The recommendations are quite famous by now. The first one is the "two pizzas" team rule. You should be able to feed any single team with two pizzas and no more. This ensures that the team is small enough that they are very aligned and communication overhead is kept to a minimum.
With such small teams, you might end up with a lot of teams. It all blends and loses power if those teams cannot accomplish anything on their own. To avoid this scenario, Amazon enforces that every team must provide APIs for their systems that will allow anyone (within or without Amazon) to integrate with them. More so, such integration should be possible without the need for a discussion between teams. APIs should be documented enough that anyone can find out how to integrate on their own.
Finally, Werner Vogels (Amazon's CTO at the time of the writing) enforces that "You build it, you run it". This means that each of those teams is also responsible to ensure that the services they have built are available, responsive and achieve the business outcome they desired.
If we look at those three recommendations, they make heavy use of the effects of Conway's Law to ensure that teams match the desired systems boundaries. Instead of letting the teams shape the systems boundaries, those rules make it so that the system boundaries shape the teams (which will reinforce those) in a way that ensures the desired business outcome.
The authors point out that there are couple more pre-requisites for this to actually work. The first one is to enable teams to thrive. Daniel Pink's, now famous, work on the basis to allow for super performant individuals and teams is core to the argument here. The teams that are shaped to match desired system boundaries need to be able to decide on their own how achieve their goals (autonomy). They also need to have the skills to do it (mastery) so that the tasks are achievable. Finally, they need to really understand what the goal is. Not how to get to that goal, they can find that out on their own if they have autonomy and master, but where they really want to go (purpose).
This last point is crucial and hard to get right. This is now the most important responsibility for the senior team: to align rewards with the desired outcomes. Similarly to experiments, it should not matter how the outcome is achieved. The idea is that the teams are most likely going to find smarter faster ways to reach the desired outcome than a plan laid out by leadership.
Moving from current state to new architecture
Hopefully all the arguments the authors have laid out make sense. If they do, you will find yourself with a problem: how do we transition from our current monolithic system and rigid processes to the new way of architecting organizations and systems.
The pattern is common when it comes to software and will sound scary if you think about people and organization but the idea still holds. The pattern is called Strangler. When it comes to systems, the idea is that you build a new version in a new architecture that replaces a piece of the old system. Once happy with the new version, you slowly direct users to the new version instead of the old one until you have fully diverted the usage to the new system. You can then remove the ununsed piece of the old system.
A similar approach works for organizations.
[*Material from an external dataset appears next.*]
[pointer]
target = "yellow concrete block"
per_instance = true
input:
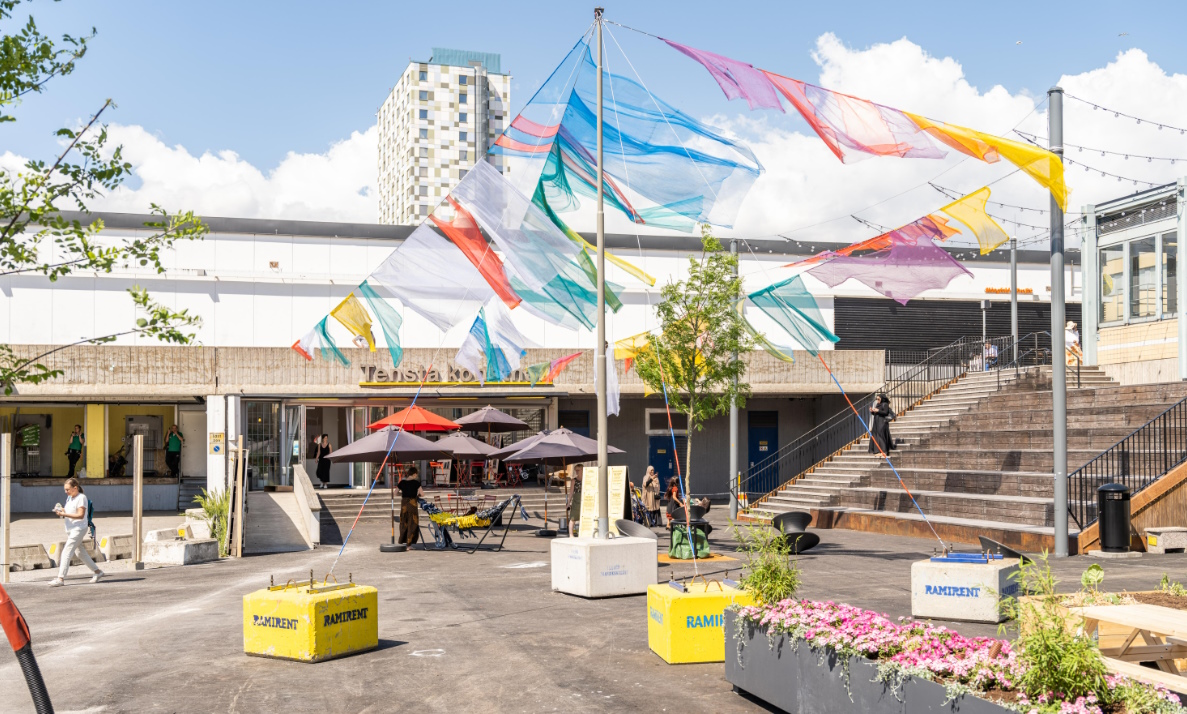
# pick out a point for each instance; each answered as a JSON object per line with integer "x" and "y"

You slowly change a piece of the process and a group of people to work differently. Once they start showing results, you expand the change to other groups slowly until everyone has moved to the new processes.
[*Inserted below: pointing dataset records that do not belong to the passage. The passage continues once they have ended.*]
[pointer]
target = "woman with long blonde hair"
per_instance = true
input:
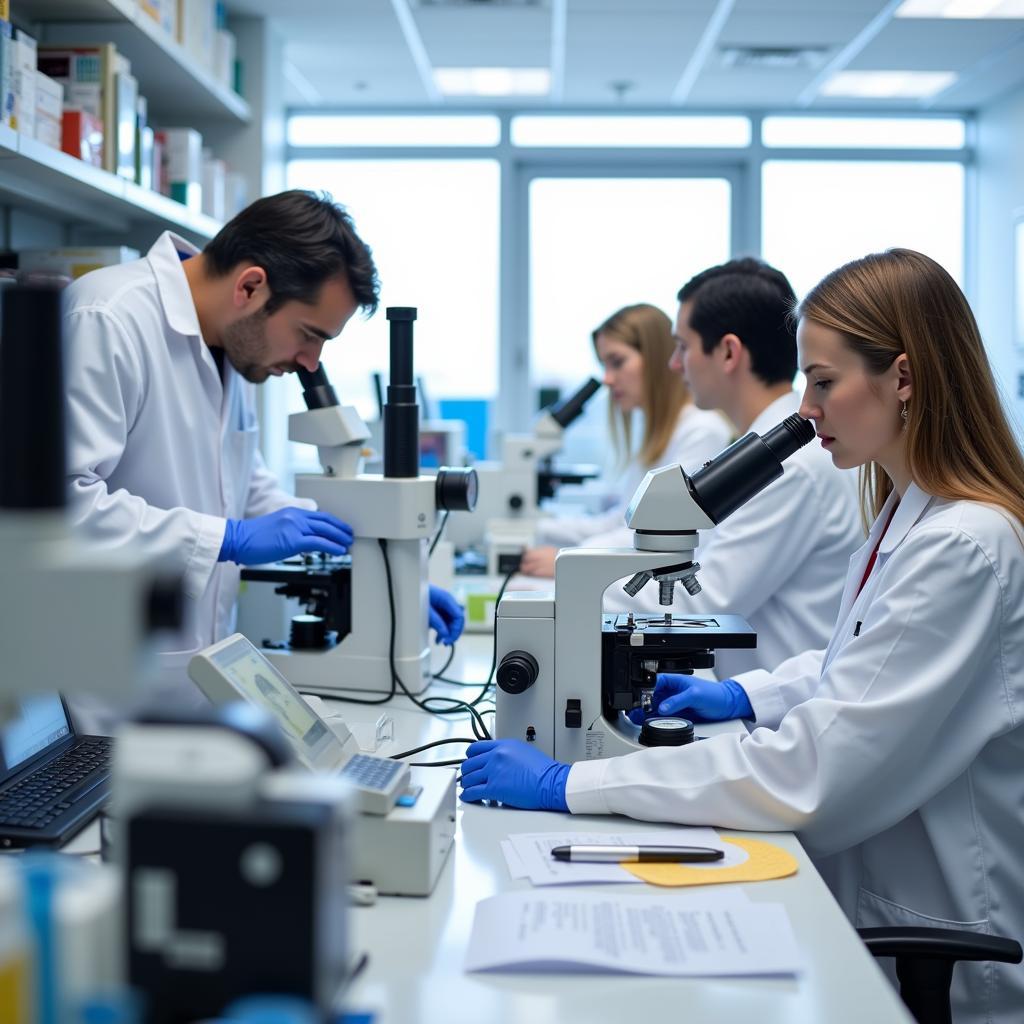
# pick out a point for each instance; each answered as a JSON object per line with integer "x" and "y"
{"x": 634, "y": 345}
{"x": 897, "y": 754}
Part III is pretty dense because it handles one of the longest periods in an organization's life. The majority of the work will be in the exploit phase and that's where actual sizable value is returning to the organization. Ultimately, part III probably describes more so what daily life in a Lean Enterprise will feel life once you get there. In a few weeks, I'll tackle the last part of the book, Part IV, which covers how to transform your whole organization. What needs to change and where and when.